Some thoughts after my first 24 hour race:
• I was not as tired as I thought I would be after staying up all day and all night.
• But full recovery has taken me longer than I would have thought. Here it is one week later and I am still feeling an overall sense of exhaustion. I’m sleeping longer than I normally do and I don’t have my usual compulsion to get outside and walk 5 to 10 miles every day.
• It was much better for me to begin a timed race (or any race, for that matter) in the morning hours rather than in the afternoon or evening. I’ve tried it both ways and morning suits me far better.
• I think my blisters were caused by starting out with shoes that had already been well-worn. As I suited up Saturday morning, I noticed a worn spot in my left shoe exactly where the walnut-sized blister had formed later that day. So – lesson learned the hard way; I will be sure to examine my shoes carefully before deciding which ones to wear and will opt for newer ones with less mileage on them.
• Another issue was my socks. I was wearing the newer heavier version of Injinji toe socks rather than the smoother ones I usually wear. The combination of degraded shoe with rougher socks was apparently enough to cause problems. And then, of course, the hot humid weather didn’t help matters at all.
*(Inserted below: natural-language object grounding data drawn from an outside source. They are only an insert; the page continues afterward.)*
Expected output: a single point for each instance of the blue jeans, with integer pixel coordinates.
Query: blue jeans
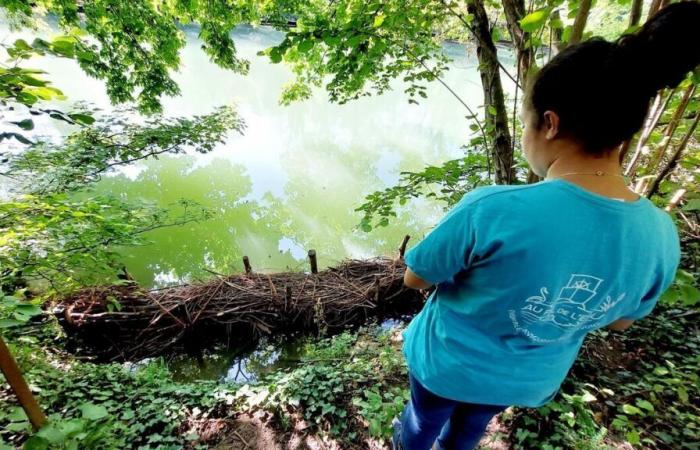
(455, 425)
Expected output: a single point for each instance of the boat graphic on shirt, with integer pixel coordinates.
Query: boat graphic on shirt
(578, 306)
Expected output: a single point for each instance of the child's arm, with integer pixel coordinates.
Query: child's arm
(413, 281)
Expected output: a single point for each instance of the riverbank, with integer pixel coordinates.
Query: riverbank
(637, 389)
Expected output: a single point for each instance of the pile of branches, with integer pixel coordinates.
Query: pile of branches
(126, 322)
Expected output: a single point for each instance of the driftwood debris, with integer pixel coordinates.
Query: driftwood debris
(126, 322)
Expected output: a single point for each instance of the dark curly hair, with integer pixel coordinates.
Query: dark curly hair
(601, 90)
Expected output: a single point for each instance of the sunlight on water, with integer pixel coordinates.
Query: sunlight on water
(293, 180)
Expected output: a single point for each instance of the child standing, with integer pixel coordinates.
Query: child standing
(523, 273)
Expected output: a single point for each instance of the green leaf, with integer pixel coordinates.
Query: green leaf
(633, 437)
(379, 20)
(52, 434)
(306, 45)
(644, 404)
(9, 323)
(631, 410)
(588, 397)
(275, 55)
(92, 411)
(26, 124)
(28, 309)
(84, 119)
(18, 415)
(36, 443)
(534, 20)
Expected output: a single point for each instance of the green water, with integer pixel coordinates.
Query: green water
(290, 183)
(293, 180)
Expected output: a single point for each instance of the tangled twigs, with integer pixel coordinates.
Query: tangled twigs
(128, 322)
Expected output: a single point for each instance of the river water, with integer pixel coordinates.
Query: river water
(291, 182)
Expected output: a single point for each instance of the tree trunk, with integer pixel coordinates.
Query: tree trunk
(584, 9)
(673, 161)
(636, 12)
(494, 100)
(515, 11)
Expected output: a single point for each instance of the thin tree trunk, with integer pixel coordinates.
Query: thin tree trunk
(650, 124)
(496, 113)
(636, 12)
(557, 33)
(515, 11)
(584, 9)
(671, 129)
(673, 162)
For future races longer than a marathon, I will stick with my thin Injinji socks covered with a thin regular sock for extra protection.
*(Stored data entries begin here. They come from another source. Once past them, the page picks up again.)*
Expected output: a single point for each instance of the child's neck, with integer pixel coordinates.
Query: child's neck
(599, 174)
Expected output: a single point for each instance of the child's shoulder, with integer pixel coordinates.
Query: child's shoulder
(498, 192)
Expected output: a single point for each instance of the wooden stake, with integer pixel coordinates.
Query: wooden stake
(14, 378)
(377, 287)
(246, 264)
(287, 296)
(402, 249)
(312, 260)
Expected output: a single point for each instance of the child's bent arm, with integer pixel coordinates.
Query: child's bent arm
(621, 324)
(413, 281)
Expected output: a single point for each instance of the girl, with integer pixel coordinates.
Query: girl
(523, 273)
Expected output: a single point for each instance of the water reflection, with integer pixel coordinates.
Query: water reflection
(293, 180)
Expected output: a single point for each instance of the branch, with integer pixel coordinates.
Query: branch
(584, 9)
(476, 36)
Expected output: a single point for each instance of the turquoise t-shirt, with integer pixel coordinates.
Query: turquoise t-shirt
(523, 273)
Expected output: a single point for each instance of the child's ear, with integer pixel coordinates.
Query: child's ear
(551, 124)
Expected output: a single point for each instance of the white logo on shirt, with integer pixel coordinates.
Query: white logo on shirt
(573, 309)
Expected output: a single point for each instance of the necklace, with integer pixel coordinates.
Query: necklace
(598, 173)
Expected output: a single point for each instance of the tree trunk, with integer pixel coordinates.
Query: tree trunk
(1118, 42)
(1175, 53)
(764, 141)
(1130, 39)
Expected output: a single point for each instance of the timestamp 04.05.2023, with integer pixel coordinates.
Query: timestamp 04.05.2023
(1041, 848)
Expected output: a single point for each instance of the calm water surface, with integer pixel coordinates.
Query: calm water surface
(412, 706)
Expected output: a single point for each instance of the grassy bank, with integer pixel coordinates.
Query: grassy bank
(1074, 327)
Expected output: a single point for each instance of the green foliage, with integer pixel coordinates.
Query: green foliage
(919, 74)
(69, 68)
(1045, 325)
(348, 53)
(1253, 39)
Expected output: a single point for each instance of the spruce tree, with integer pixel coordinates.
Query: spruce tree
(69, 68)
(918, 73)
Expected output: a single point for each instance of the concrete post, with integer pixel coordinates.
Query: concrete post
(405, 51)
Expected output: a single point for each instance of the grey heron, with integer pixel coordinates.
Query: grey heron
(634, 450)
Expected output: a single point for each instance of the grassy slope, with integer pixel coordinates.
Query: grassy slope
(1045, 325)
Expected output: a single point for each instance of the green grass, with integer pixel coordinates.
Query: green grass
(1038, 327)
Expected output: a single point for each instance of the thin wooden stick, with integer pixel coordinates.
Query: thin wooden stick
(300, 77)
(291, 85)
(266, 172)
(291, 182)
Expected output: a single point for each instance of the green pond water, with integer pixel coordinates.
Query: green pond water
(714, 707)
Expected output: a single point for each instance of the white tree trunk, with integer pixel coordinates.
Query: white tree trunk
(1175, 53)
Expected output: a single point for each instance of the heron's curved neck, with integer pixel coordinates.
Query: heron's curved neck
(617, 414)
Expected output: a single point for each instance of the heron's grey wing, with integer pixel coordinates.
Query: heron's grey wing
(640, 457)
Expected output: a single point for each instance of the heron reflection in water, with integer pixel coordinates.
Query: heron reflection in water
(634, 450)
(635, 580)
• I will be sure to pack an extra pair of shoes and several pairs of socks (not just one) plus bandages and neosporin and other repair items for ‘just in case’ treatments.
• Everything else went smoothly so my other preparations must have been fine with the exception of the unexpected predicament with my feet.

The aftermath:
• My blisters are healing but much more slowly than I would like. There is improvement every day but still some sensitivity and soreness.
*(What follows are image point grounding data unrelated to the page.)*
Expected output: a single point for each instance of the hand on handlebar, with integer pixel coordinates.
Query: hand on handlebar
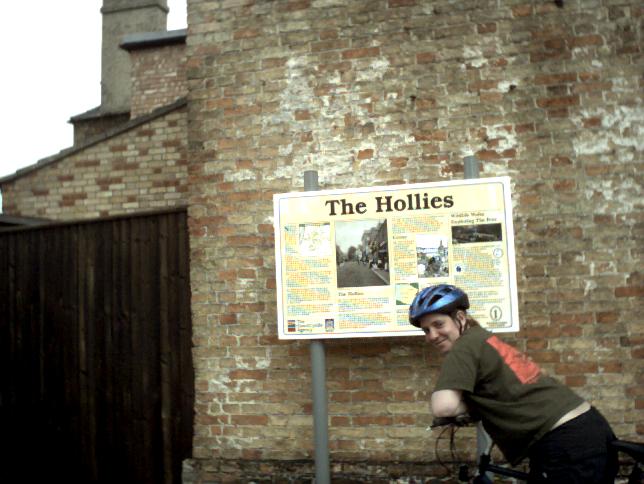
(461, 420)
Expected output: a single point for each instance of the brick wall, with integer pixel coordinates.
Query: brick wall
(381, 92)
(141, 167)
(158, 77)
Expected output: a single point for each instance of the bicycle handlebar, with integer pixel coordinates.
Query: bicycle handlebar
(461, 420)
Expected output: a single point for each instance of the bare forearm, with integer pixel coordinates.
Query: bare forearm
(448, 403)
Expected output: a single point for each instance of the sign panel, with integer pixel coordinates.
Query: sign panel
(349, 262)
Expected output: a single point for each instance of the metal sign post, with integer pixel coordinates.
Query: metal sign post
(318, 381)
(483, 440)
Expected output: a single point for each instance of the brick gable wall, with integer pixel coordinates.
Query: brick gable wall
(399, 91)
(142, 168)
(158, 78)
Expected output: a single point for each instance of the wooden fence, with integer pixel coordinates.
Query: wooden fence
(96, 376)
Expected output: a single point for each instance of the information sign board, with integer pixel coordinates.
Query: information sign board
(349, 261)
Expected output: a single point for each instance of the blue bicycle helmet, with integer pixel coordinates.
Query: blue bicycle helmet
(443, 298)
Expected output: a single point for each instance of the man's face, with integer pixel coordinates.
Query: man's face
(441, 330)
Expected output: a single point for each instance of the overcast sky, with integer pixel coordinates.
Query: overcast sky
(51, 58)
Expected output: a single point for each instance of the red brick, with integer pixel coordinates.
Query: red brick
(629, 291)
(360, 53)
(249, 419)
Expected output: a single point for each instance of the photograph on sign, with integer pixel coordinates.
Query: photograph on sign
(350, 261)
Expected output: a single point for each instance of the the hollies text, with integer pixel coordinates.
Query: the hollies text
(412, 201)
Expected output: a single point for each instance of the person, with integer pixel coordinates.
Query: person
(526, 413)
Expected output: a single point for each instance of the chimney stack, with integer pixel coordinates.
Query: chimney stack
(120, 18)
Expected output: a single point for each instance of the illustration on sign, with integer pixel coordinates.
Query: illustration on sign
(349, 262)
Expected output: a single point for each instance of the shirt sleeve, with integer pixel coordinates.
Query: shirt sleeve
(459, 368)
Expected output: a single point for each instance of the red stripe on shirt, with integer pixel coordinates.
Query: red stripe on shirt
(526, 370)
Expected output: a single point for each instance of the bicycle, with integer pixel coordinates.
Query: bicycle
(485, 466)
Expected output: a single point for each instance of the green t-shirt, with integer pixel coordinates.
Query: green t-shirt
(517, 403)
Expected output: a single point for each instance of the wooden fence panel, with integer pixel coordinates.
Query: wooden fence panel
(96, 375)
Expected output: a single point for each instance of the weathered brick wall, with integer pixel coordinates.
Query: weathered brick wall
(143, 167)
(372, 92)
(158, 77)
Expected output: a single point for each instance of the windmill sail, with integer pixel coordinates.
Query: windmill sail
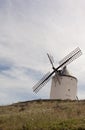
(64, 62)
(70, 57)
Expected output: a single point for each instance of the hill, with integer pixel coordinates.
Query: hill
(43, 115)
• I made a wise decision to stop when I did instead of stubbornly pushing through (which, to be honest, I did consider). I want to be in reasonably good form for the upcoming Alaska marathon next Saturday.

Would I recommend this race to walkers? I would say YES without hesitation. Both the 12 hour and 24 hour races would be a wonderful addition to a walker’s experience. The people who put on the FANS races think of just about everything to keep walkers comfortable, informed, and in high spirits throughout the day and evening. Timed races are special; there is no DNF (did not finish) possible since there is no set distance required, and fast and slower participants complete their races at the same time, so traditional back-of-the-packers don’t have to worry about being last and alone.
Would I do this race again? I am already making plans for next year!